This special issue features six selected papers with high
quality. The first article, “A Survey of Verifiable Computation”,
authored by Yu et al., provided a thorough survey on the current
state of art of verifiable computation in cloud computing to
verify the correctness of data processing at the cloud in order
to enhance its trustworthiness, especially for encrypted data
processing. This survey gives a comprehensive review on this
research field, compares the pros and cons of existing work based
on performance evaluation metrics, highlights open research
issues and indicates future research directions.

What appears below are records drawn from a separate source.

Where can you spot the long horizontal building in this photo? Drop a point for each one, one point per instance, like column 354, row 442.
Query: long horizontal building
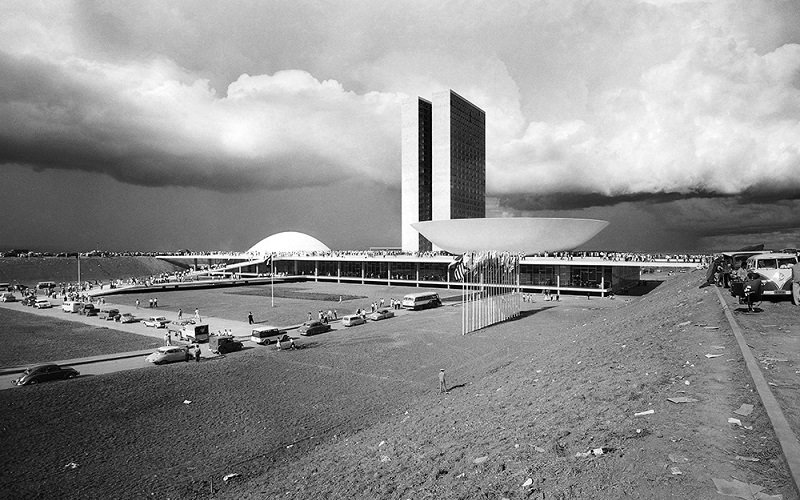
column 591, row 275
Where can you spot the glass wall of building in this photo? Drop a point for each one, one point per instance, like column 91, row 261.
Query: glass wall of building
column 403, row 271
column 432, row 271
column 327, row 268
column 351, row 269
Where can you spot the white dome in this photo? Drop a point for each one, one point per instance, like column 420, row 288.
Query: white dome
column 289, row 241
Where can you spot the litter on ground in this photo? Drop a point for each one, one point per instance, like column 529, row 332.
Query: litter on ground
column 682, row 399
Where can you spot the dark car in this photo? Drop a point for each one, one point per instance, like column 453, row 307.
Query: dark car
column 108, row 314
column 88, row 310
column 45, row 373
column 223, row 344
column 313, row 328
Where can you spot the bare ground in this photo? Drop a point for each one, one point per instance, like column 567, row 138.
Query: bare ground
column 357, row 414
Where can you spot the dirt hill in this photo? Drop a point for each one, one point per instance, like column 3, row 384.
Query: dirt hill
column 31, row 270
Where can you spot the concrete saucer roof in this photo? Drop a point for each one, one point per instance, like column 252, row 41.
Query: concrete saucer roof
column 289, row 241
column 526, row 235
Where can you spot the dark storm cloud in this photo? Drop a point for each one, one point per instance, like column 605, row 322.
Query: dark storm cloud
column 153, row 125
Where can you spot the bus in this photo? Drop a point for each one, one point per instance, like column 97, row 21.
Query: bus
column 421, row 300
column 775, row 272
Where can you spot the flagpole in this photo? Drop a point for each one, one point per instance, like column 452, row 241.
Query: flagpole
column 272, row 278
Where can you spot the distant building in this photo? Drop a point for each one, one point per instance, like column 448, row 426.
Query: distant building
column 443, row 163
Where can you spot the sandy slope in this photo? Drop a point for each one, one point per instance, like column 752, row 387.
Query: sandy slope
column 357, row 415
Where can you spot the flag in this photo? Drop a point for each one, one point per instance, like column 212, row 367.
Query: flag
column 458, row 268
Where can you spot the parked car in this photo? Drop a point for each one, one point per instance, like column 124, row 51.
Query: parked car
column 127, row 318
column 223, row 344
column 169, row 354
column 353, row 320
column 108, row 313
column 313, row 328
column 88, row 310
column 286, row 342
column 265, row 335
column 381, row 314
column 42, row 304
column 156, row 322
column 45, row 373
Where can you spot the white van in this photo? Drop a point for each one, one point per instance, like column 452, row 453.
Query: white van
column 775, row 272
column 421, row 300
column 71, row 306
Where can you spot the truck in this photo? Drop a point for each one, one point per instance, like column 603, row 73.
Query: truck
column 194, row 333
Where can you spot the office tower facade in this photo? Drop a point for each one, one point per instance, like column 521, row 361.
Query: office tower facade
column 443, row 163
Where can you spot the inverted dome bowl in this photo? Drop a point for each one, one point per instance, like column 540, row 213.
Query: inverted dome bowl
column 525, row 235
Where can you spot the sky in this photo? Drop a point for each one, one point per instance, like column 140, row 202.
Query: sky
column 163, row 125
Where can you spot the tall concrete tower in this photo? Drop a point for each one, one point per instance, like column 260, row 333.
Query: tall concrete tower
column 443, row 163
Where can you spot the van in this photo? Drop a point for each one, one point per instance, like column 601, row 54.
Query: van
column 194, row 333
column 421, row 300
column 353, row 320
column 775, row 272
column 71, row 306
column 264, row 335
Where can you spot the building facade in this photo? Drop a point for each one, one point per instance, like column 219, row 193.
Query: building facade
column 443, row 163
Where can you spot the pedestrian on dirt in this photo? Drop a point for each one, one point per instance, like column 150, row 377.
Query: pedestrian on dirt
column 796, row 284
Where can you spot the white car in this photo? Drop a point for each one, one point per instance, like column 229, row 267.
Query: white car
column 169, row 354
column 42, row 304
column 156, row 322
column 353, row 320
column 381, row 314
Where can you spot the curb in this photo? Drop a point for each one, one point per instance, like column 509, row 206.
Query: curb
column 80, row 361
column 786, row 437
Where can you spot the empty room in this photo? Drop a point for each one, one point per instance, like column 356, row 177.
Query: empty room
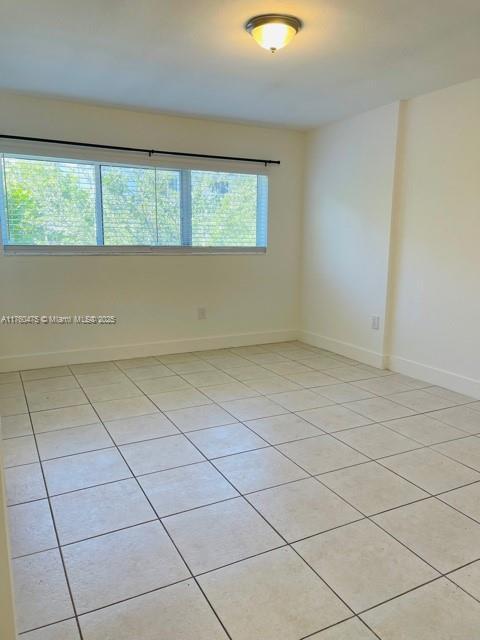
column 240, row 320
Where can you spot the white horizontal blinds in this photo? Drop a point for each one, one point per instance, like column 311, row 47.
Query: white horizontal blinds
column 168, row 207
column 49, row 202
column 224, row 209
column 128, row 199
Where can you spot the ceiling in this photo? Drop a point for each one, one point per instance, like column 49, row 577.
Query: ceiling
column 193, row 57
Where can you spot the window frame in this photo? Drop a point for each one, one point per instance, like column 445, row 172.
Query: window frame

The second article titled “LTE-EMU: A High Fidelity LTE
Cellar Network Testbed for Mobile Video Streaming”
presented the design and implementation of an end-to-end network
testbed for LTE cellar network called LTE-EMU in order to
provide a convinced testbed for LTE cellar network. This
testbed can reproduce the actual end-to-end transmission
characteristics observed in real LTE networks by combining
methods of both simulation and emulation.
In the next article with the title “Haze Removal via Edge
Weighted Pixel-to-Patch Fusion”, the authors proposed an
efficient method for haze removal under the guidance of depth
edges in order to accurately estimate the transmission map
using strong priors or assumptions. In this method, a depth edge
prior is applied to obtain the depth edges from a hazy image,
and then a pixel-to-patch fusion scheme weighted by the depth
edges is employed to estimate the transmission directly, which
can preserve the sharp discontinuity at depth edges but smooth
the surface texture in the rest regions of a transmission map.
In order to explore user readiness and adoption of sensing
technologies to change user behaviors, the fourth article titled
“EHR: A Sensing Technology Readiness Model for Lifestyle
Changes” developed a model called EHR (e-health readiness)
through user survey to investigate the relationship between
user habits, perceived healthiness and beliefs towards sensing
technologies, and how these factors influence user readiness
to use sensing technologies to manage their wellness. The
study result is helpful in designing future sensing technologies
for behavior change.
For solving the problem that using static trust thresholds for
misbehavior detection may result in high false positives, low
malicious node detection rate, and network partitioning in
Mobile Ad Hoc Networks (MANETs), the fifth article,
“Isolating Misbehaving Nodes in MANETs with an
Adaptive Trust Threshold Strategy” proposed an interesting
Adaptive Trust Threshold (ATT) strategy and evaluated its
performance with regard to robustness, energy efficiency,
package delivery ratio and malicious node detection accuracy
by comparing it with non-ATT schemes.
Device-to-Device (D2D) communication is a promising
technology for the next generation mobile communicat (...truncated)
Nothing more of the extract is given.